The click of a brass mirror was heard as Glaucon replied, "'By Aphrodite's ankle!' A good oath that. I will remember it. 'By Aphrodite's ankle!' Ha! ha! A good saying! a good saying! The Princess is a beauty, I swear! Her lips are always red."

"Not from over-use either, I take it," interjected his coacher.

"And her skin so fair!"

"Never saw anything fairer outside the shop of Demos, the cosmetic seller in Antioch," replied Menelaos. "And, by Jove, you are a fool, Glaucon, if you don't get her. Listen! With all of her distant possessions I happen to know that the loss of Apollonius' box left her in need of ready money; ready money, you understand, for she has plenty that isn't ready. I proposed to advance her a few shekels, but my wife Lydia, the chaste—please tell her I called her that—objects on the ground that as High Priest I should not lend money. But really, my wife is as jealous of Helena as a hen is of a duck. A gift from your strong-box, Glaucon, would not be a bad investment. 'Cast thy bread upon the waters,' says Solomon, 'and thou shalt find it after many days.' I commend the precept to your piety, son of Elkiah the provident."
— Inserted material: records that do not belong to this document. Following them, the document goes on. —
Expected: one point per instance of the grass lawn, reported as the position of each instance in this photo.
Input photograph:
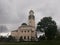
(54, 42)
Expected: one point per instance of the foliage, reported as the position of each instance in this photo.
(48, 26)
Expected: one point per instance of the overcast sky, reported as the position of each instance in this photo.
(15, 12)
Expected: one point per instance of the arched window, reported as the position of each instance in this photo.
(28, 37)
(24, 37)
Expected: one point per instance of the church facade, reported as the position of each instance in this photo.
(26, 31)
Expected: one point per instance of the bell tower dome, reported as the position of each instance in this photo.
(31, 18)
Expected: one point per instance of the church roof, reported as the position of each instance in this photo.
(15, 31)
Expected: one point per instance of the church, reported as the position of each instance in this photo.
(26, 31)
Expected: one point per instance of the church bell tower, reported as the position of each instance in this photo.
(31, 18)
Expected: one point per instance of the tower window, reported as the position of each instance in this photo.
(25, 31)
(22, 31)
(28, 30)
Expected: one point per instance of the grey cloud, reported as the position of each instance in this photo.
(16, 11)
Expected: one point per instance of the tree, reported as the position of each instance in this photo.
(21, 39)
(48, 26)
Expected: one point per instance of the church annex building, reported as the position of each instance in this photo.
(26, 31)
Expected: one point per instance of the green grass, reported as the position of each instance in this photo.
(54, 42)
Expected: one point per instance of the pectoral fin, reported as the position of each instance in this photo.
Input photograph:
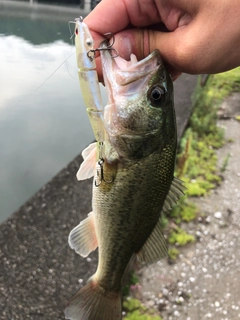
(87, 167)
(83, 237)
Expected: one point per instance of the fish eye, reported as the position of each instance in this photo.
(89, 42)
(156, 94)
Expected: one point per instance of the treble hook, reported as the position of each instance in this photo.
(92, 53)
(101, 175)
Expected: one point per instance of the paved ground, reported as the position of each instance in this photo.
(205, 282)
(38, 270)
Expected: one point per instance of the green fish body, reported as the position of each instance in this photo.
(134, 183)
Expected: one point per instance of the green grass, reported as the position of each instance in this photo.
(136, 311)
(197, 167)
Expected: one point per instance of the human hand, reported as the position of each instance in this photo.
(203, 35)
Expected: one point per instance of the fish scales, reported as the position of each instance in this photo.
(139, 191)
(133, 167)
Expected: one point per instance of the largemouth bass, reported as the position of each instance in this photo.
(134, 181)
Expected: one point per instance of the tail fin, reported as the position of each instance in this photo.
(93, 303)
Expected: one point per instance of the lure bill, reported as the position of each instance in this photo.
(133, 167)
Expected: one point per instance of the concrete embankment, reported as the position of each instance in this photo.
(39, 272)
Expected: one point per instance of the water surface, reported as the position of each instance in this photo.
(43, 123)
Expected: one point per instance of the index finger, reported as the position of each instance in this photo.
(115, 16)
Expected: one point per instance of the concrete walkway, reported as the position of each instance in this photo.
(38, 270)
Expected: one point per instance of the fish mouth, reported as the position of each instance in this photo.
(123, 77)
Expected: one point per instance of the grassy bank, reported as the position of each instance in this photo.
(197, 165)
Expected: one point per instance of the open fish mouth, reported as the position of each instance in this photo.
(122, 77)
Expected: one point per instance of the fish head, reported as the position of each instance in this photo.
(139, 118)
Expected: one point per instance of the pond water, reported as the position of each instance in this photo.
(43, 123)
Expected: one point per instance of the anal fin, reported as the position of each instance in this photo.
(83, 237)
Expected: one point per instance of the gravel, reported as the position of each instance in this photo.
(205, 282)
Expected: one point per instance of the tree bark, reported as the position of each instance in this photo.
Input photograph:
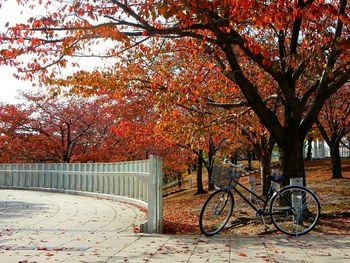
(293, 163)
(200, 189)
(210, 164)
(336, 161)
(309, 148)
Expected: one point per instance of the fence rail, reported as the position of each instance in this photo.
(139, 180)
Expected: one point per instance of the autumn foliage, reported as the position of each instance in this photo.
(278, 60)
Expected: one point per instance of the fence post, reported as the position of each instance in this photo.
(252, 187)
(155, 210)
(296, 181)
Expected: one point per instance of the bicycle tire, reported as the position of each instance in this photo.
(295, 210)
(216, 212)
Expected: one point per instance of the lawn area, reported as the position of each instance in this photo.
(181, 210)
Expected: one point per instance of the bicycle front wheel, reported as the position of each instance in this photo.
(295, 210)
(216, 212)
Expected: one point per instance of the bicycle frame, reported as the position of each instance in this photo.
(260, 210)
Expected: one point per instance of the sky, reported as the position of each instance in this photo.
(9, 86)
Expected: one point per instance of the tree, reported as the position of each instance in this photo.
(334, 123)
(298, 49)
(55, 130)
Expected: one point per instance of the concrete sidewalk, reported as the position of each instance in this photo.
(49, 227)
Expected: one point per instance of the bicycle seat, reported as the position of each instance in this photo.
(276, 178)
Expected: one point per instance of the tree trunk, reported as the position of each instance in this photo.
(200, 189)
(234, 158)
(249, 156)
(309, 148)
(265, 183)
(293, 163)
(210, 164)
(336, 161)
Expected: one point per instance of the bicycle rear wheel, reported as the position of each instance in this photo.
(216, 212)
(295, 210)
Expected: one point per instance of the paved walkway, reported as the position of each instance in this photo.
(49, 227)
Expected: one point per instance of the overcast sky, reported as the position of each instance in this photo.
(9, 86)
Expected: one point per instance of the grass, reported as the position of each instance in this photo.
(181, 210)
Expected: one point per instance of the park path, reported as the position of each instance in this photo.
(51, 227)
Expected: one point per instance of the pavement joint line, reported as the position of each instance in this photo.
(115, 253)
(28, 229)
(42, 248)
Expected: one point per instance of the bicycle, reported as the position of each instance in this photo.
(294, 210)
"Perhaps I could spare something," said Glaucon, musingly.

"I do not doubt it," replied the Priest, "else you have not used well the office I have secured for you. And how goes farming the taxes?"

"Thanks to your favouring me at Antioch, my good Menelaos, I am in fair prospect, though we have not much gold in Jerusalem. The soldiers have gleaned everything that glittered. But I am getting hold of some estates, the heirs to which have either been killed or have joined the rebels, so that their titles revert to the King. For these he gives me fair commission.

"But there is one matter that puzzles me, Menelaos. Do you remember the house of Shattuck? It is now a score and a half years since that family disappeared from the city. Hosea ben Shattuck was a merchant in Sidon wares, his shop where the Street of David bends toward the Tyropean, his house the great one by the Tower of David. Report has it that he journeyed to Alexandria—took ship at Gaza—but he never returned. As Shattuck was unmarried there seems to be no one interested in chronicling his whereabouts. The property is now one of the largest on the tax list. I could secure the title for the value of a pedlar's pack. Among my father's accounts I found the evidence of Shattuck's indebtedness to the house of Elkiah in the sum of fivescore shekels, some little matter of business between them, such as my father would never press against a neighbor. Though he did not ask the repayment of it, he made record, as was his habit in all money matters. He would not exact usury from a fellow Jew, but with the usury such as our new customs allow it would amount to thrice as much as the original debt."